Ja was denn nun? Gehört Alexander Zverev bei den French Open zu den Außenseitern, ist er lediglich einer von vielen guten Spielern oder vielleicht sogar der Geheimfavorit, weil ihn derzeit einfach keiner einschätzen kann?
Wer die Antwort in den Vorleistungen des 26-Jährigen sucht, wird nur bedingt fündig.
Zunächst setzte es in der Sandplatzsaison vier Achtelfinal-Niederlagen in Serie (Monte-Carlo, München, Madrid, Rom).

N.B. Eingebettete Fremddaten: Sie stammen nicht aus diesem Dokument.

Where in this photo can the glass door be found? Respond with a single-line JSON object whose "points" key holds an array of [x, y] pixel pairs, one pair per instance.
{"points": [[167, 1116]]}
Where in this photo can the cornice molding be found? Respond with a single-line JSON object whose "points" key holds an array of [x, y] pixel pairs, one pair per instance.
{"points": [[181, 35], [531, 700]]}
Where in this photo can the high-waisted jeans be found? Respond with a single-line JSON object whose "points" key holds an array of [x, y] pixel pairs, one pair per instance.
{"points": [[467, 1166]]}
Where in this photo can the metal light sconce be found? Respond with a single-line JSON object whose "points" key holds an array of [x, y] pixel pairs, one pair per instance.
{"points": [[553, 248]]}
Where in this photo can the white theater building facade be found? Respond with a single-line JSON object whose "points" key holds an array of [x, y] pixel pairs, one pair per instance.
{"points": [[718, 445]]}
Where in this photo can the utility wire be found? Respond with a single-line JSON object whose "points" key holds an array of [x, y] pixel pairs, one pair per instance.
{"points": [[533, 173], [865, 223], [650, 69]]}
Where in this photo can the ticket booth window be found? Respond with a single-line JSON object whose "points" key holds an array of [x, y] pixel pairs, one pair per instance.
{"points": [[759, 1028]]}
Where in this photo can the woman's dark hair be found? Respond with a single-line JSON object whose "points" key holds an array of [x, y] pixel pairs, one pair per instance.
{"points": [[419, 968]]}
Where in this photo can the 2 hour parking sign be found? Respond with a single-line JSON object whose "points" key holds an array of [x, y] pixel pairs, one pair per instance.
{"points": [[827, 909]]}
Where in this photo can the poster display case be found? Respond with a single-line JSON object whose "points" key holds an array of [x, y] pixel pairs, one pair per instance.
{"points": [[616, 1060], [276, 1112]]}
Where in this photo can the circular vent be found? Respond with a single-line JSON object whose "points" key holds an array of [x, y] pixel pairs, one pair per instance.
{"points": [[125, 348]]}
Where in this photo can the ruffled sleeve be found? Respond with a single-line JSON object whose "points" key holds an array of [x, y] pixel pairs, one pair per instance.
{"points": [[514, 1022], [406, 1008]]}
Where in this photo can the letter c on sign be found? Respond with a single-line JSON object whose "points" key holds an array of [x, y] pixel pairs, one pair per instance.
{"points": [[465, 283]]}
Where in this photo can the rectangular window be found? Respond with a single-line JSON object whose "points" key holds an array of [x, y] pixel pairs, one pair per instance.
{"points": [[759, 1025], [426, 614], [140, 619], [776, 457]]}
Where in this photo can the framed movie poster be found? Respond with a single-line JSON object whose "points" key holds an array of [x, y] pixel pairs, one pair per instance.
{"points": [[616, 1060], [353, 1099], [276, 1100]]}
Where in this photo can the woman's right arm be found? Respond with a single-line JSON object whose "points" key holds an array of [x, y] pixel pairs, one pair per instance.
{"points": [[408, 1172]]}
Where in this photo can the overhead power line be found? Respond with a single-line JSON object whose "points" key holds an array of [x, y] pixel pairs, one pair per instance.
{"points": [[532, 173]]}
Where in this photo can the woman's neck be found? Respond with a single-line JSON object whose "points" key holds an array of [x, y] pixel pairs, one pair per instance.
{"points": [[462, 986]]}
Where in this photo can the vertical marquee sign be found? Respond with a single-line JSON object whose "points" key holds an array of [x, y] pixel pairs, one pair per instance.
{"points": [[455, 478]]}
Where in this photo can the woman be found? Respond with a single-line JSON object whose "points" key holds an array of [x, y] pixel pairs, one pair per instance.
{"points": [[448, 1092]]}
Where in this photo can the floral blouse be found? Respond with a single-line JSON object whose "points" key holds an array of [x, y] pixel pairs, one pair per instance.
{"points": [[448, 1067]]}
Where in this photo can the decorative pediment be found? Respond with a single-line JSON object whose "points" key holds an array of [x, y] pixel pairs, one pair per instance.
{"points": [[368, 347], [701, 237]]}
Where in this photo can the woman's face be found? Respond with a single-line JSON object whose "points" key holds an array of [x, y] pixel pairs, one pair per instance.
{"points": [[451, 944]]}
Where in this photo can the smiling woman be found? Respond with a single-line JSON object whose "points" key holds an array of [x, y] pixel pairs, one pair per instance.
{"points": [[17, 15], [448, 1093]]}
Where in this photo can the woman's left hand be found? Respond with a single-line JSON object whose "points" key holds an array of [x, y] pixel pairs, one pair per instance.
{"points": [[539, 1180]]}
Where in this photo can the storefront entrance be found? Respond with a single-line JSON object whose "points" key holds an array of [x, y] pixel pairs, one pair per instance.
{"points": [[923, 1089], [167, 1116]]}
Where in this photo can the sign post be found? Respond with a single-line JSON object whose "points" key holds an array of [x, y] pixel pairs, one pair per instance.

Er sei "immer noch 1000 Kilometer entfernt" von den Topleuten, monierte Zverev. Bei der French-Open-Generalprobe in Genf erreichte er zwar das Halbfinale, zufrieden war er nach der Zweisatzpleite gegen den Weltranglisten-54. aber natürlich nicht.
Zwischenzeitlich fiel der deutsche Olympiasieger im ATP-Ranking sogar hinter Jan-Lennard Struff zurück. Die Kritik nahm zu, Zverev wehrte sich. "Die Experten geben teilweise ziemlich dumme Kommentare ab", befand die Nummer 27 der Welt. Er wisse genau, wie er seine Ziele erreichen könne.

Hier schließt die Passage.